Bassista di talento, versatile musicista, Leonardo Betti, a diciassette anni inizia a prendere lezioni di basso elettrico e di armonia entrando in contatto col jazz e rivoluzionando gusti melodici e approccio alla musica. Inizia a suonare jazz con artisti della costa toscana, per poi ri-approcciarsi con strumentisti dalle più variegate esperienze, dando vita a formazioni crossover, vintage‐rock,funky‐dance, jazz‐canzone, acid jazz e progressive, con una sostenuta e continuativa attività dal vivo. Laureato in Scienze Politiche all’Università di Pisa, con una tesi dedicata alla musica - Immagini del jazz in Italia tra futurismo e beat generation - partecipa (presso il Centro Musica di Modena) al corso di formazione Rockimpresa, dedicato alle professionalità legate al mondo della musica. Prosegue lo studio affinando suono e tecnica sullo strumento con Stefano Allegra (bassista e insegnante diplomato al Musician Institute di Los Angeles). Incontra e studia anche con uno dei più grandi bassisti italiani: Ares Tavolazzi.

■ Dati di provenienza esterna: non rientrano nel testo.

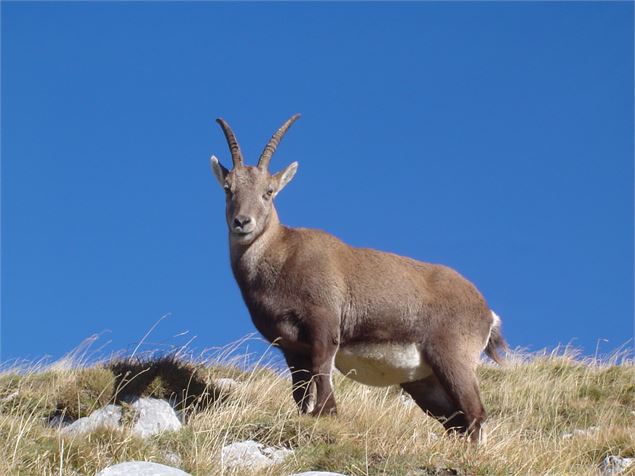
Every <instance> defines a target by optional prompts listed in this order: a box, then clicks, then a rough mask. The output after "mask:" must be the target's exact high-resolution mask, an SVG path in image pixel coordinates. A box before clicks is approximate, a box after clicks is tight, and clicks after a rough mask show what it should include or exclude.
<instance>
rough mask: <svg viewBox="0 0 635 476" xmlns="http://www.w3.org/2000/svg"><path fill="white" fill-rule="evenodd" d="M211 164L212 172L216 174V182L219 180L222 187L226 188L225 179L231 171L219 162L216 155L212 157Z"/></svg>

Nato in una famiglia di musicisti, Franco Santarnecchi è artista dalla grande musicalità, animato da un “carattere eclettico”, che lo conduce ad esplorare strumenti e generi musicali diversi. Durante l’esperienza del gruppo "Vadosodo", incide un CD e partecipa ad un’edizione dell' "Arezzo Wave", Festival, videotrasmesso da Video music. Quasi in contemporanea, la collaborazione con il cantautore Ezio Nannipieri, per il quale suona le tastiere e cura l'arrangiamento dei brani contenuti in un CD, assegnatario del premio Recanati nel 1990; in seguito, sempre con Nannipieri, partecipa alla rassegna di musica d'autore "Luigi Tenco" nel 1992, in una serata ripresa e trasmessa da RAI 2.Si dedica quindi definitivamente al pianoforte ed alle tastiere, sperimentando nuove timbriche. Grande è l’impegno più recente nella composizione nel progetto "TOTEM": incontro fra gli standard jazz ed i ritmi e le melodie delle culture africana, araba ed indiana. Collabora, suonando in club e festival attraverso l’Italia, con musicisti come Piero Borri, Ares Tavolazzi, Linda Wensley, Stefano Cantini, Alfredo Paixao, Roberta Pierazzini, Karl Pottera, e dal 2005 è il tastierista ufficiale di Jovanotti.